Arrangements for Flood Warning Services in Victoria
February 2001



2. Flood Warning Services

The Australian Emergency Manual Series Guide 5 on Flood Warning (1999), sets out guidelines with regard to flood warning services from a total system concept. The Guide focuses on flood warning and promotes a community consultative approach to address flood warning issues, problems and solutions.

In terms of flood context the primary focus is on riverine flooding, rather than localised flash flooding from thunderstorms or surcharging drains, flooding from lakes, flooding from oceans as a result of storm surge or tsunami conditions, or flooding which results from dam failure.

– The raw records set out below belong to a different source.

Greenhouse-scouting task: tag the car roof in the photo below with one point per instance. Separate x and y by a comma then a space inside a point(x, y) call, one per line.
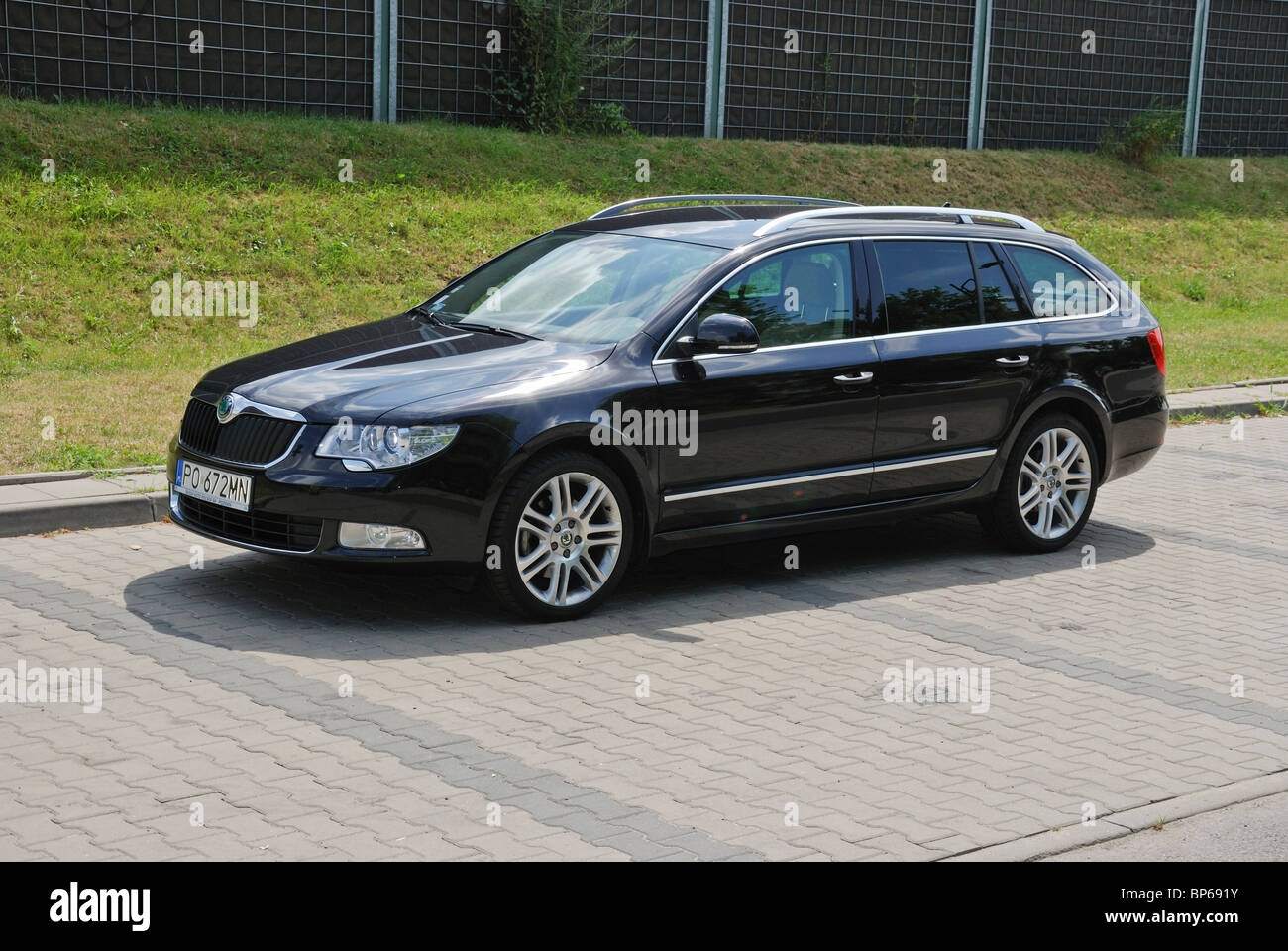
point(734, 224)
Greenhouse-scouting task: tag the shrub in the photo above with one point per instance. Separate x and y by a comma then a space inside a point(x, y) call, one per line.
point(1145, 137)
point(552, 47)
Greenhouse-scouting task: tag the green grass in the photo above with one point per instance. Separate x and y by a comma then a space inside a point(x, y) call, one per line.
point(142, 193)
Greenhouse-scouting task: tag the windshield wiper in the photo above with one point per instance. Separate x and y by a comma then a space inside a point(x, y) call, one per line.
point(438, 317)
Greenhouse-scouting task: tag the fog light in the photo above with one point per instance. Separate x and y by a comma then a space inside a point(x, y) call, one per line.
point(369, 535)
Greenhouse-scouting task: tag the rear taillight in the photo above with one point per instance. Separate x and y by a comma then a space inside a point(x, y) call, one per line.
point(1155, 346)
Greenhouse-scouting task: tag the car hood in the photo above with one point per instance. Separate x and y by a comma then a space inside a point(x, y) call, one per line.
point(375, 368)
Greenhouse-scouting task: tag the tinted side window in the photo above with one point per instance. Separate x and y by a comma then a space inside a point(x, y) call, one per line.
point(1056, 287)
point(927, 283)
point(999, 295)
point(802, 295)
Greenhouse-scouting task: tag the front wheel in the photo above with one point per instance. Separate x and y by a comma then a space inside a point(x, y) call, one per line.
point(1047, 488)
point(563, 530)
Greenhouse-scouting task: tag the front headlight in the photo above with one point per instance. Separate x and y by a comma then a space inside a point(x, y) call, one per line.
point(381, 448)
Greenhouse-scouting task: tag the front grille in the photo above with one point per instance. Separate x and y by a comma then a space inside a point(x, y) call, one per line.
point(270, 530)
point(248, 438)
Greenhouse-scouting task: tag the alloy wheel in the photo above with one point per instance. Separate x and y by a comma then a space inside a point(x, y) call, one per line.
point(570, 539)
point(1054, 483)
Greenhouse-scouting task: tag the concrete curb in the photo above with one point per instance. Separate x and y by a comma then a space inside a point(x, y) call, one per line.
point(1223, 410)
point(1120, 823)
point(27, 478)
point(102, 512)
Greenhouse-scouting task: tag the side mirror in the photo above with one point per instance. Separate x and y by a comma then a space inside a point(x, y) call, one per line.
point(722, 333)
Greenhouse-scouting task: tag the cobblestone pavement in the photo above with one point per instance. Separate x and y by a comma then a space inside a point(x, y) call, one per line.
point(724, 706)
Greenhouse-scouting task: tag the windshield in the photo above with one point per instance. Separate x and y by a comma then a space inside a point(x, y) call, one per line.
point(589, 287)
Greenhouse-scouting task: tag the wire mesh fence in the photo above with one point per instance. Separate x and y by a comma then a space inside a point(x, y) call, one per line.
point(1017, 73)
point(1244, 101)
point(1061, 72)
point(892, 71)
point(312, 56)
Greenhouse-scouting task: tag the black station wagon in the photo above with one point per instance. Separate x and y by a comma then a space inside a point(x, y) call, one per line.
point(690, 370)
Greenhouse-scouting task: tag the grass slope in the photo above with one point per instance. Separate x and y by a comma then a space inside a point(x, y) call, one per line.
point(142, 193)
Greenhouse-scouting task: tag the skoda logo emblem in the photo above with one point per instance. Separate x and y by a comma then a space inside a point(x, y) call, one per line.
point(224, 409)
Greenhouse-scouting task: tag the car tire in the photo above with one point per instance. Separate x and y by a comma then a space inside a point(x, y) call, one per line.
point(1047, 488)
point(563, 528)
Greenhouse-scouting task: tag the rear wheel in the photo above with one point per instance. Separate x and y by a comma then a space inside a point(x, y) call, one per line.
point(563, 528)
point(1047, 488)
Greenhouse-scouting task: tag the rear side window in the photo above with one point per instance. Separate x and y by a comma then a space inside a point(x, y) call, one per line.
point(1055, 286)
point(927, 283)
point(803, 295)
point(1000, 298)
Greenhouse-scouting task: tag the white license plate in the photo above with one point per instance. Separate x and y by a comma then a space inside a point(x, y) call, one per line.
point(207, 483)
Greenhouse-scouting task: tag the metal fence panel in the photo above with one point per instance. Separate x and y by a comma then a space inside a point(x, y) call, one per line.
point(1244, 103)
point(1043, 90)
point(443, 59)
point(897, 71)
point(889, 71)
point(660, 81)
point(312, 56)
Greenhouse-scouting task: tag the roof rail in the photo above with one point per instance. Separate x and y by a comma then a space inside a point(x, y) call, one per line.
point(715, 200)
point(965, 215)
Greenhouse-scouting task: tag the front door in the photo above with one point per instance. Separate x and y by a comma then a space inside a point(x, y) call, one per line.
point(787, 428)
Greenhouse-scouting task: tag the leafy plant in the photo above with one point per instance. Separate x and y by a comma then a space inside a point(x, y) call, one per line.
point(1145, 137)
point(552, 47)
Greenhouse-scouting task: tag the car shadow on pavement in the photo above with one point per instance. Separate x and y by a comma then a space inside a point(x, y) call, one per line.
point(254, 602)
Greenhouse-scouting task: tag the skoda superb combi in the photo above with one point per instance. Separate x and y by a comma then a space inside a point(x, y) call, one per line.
point(691, 370)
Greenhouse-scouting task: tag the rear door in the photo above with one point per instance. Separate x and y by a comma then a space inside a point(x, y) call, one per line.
point(787, 428)
point(957, 357)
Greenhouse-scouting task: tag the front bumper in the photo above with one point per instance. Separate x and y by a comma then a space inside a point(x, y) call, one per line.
point(299, 501)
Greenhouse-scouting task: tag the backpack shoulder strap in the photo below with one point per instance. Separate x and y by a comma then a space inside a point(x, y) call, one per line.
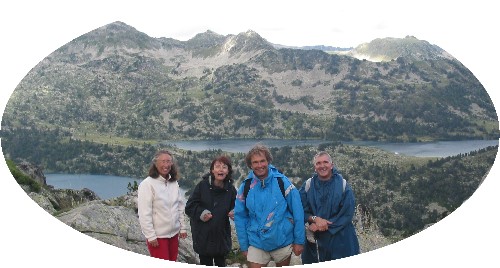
point(282, 187)
point(246, 188)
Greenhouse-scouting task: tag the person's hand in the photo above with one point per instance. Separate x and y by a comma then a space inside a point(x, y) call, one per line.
point(322, 224)
point(297, 249)
point(313, 227)
point(153, 243)
point(207, 217)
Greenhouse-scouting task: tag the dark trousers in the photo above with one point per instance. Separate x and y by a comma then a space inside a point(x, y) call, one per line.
point(219, 261)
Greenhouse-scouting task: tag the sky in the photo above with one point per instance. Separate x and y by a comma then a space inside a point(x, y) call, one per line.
point(31, 30)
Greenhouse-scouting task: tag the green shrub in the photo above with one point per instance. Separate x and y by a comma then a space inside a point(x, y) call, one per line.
point(21, 178)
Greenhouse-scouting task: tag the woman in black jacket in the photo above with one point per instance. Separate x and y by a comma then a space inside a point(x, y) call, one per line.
point(209, 208)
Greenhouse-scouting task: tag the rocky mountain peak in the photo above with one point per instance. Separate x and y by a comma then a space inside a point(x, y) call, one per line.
point(389, 48)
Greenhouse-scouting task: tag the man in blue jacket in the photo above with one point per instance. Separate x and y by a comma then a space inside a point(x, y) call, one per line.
point(328, 213)
point(268, 217)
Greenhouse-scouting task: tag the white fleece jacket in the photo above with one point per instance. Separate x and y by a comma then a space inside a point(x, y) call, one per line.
point(161, 208)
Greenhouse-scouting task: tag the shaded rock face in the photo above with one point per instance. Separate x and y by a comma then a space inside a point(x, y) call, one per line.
point(33, 171)
point(117, 226)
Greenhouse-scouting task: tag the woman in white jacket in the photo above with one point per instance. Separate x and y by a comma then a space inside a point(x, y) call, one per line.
point(161, 208)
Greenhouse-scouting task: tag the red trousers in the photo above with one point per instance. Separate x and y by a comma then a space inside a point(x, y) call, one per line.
point(167, 249)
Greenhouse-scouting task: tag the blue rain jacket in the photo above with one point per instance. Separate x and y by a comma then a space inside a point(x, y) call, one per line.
point(329, 200)
point(265, 219)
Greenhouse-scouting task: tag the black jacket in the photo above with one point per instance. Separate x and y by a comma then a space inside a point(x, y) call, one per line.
point(211, 238)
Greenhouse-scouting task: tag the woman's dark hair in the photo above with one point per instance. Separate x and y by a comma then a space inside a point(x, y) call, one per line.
point(226, 161)
point(258, 149)
point(153, 171)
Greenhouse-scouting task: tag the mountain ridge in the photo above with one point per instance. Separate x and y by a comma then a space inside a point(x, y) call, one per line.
point(116, 81)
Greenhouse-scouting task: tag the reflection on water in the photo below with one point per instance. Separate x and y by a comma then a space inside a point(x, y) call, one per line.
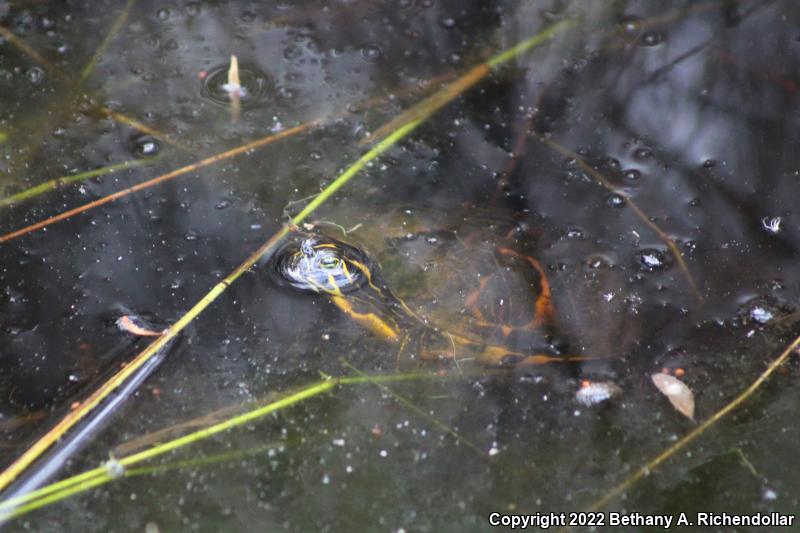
point(684, 109)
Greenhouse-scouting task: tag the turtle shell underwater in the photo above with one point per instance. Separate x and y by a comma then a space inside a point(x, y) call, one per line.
point(439, 289)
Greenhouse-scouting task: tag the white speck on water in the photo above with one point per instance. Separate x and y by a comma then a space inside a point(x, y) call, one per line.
point(772, 225)
point(762, 315)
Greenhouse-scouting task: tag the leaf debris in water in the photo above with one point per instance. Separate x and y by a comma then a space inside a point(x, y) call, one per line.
point(234, 88)
point(594, 392)
point(678, 393)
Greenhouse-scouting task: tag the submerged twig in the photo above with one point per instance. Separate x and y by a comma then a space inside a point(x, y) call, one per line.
point(25, 48)
point(160, 179)
point(63, 181)
point(21, 464)
point(91, 478)
point(112, 32)
point(449, 92)
point(673, 248)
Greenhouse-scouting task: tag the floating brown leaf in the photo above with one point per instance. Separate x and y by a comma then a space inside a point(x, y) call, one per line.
point(679, 395)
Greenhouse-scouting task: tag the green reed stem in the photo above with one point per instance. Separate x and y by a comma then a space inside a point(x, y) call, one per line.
point(63, 181)
point(91, 478)
point(401, 130)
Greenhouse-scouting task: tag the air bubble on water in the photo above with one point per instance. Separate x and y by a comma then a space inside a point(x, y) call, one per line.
point(145, 146)
point(651, 38)
point(35, 75)
point(615, 200)
point(761, 314)
point(575, 233)
point(371, 53)
point(652, 260)
point(447, 23)
point(632, 174)
point(772, 225)
point(630, 25)
point(598, 261)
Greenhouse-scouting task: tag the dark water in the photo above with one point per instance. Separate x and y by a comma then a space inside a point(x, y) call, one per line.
point(686, 107)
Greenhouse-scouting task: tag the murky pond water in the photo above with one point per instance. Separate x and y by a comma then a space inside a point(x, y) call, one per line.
point(640, 168)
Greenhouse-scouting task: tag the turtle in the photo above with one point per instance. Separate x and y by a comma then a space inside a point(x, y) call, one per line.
point(439, 287)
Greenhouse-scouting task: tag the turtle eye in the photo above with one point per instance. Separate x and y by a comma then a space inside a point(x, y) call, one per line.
point(330, 262)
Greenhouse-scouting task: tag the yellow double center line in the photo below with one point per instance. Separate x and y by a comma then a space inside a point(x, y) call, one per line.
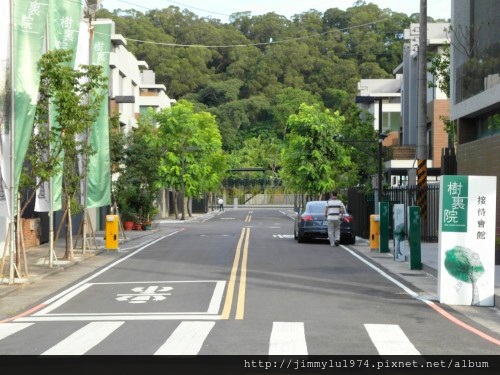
point(241, 252)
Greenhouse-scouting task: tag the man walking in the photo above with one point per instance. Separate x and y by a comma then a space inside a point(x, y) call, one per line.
point(334, 211)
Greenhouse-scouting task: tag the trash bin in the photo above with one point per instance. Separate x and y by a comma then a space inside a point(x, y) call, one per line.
point(111, 232)
point(374, 232)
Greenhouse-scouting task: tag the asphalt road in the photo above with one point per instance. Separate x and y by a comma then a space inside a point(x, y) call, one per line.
point(237, 284)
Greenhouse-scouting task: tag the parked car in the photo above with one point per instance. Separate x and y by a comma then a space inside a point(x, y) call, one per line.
point(312, 224)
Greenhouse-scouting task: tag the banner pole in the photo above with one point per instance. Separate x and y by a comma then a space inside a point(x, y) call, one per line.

Nevertheless the principles apply across the range of flood types. Definitions of flood categories and warning definitions are presented in Appendix 4.

The main components of a flood warning system (repeated in part from the Guide) are shown in Figure 1.

These are:

  • collection of real time data and prediction of flood severity and time of onset of particular levels of flooding;
  • construction of warning messages describing what is happening, predictions, expected impact, and can include what action should be taken;
  • the communication and dissemination of such messages;
  • interpretation of the prediction and other flood information to determine flood impacts on the community;
  • response to the warnings by the agencies involved and the community to entice protective behaviour; and
  • reviews of the warning system and improvements to the system after flood events.
     Outside of the Woolstore downstream of the Princes Highway Bridge, Bairnsdale, 23 April 1990. Photograph, Ian Gauntlett

Outside of the Woolstore downstream of the Princes Highway Bridge, Bairnsdale, 23 April 1990. Photograph, Ian Gauntlett

Figure 1. The main elements of a flood warning system.

Figure 1. The main elements of a flood warning system.

For a flood warning system to work effectively, these components must all be present and they must be integrated rather than operating in isolation from each other. All these are parts of a flood warning system but by themselves are not the totality of it.




Figure 2 details the process and reflects the operation of flood warning services from a total system concept.

Figure 2. The process of operation for a representative Victorian flood warning system

Figure 2. The process of operation for a representative Victorian flood warning system

It is on the above fundamentals that the ARRANGEMENTS for Flood Warning Services in Victoria are derived and services achieved through cooperation.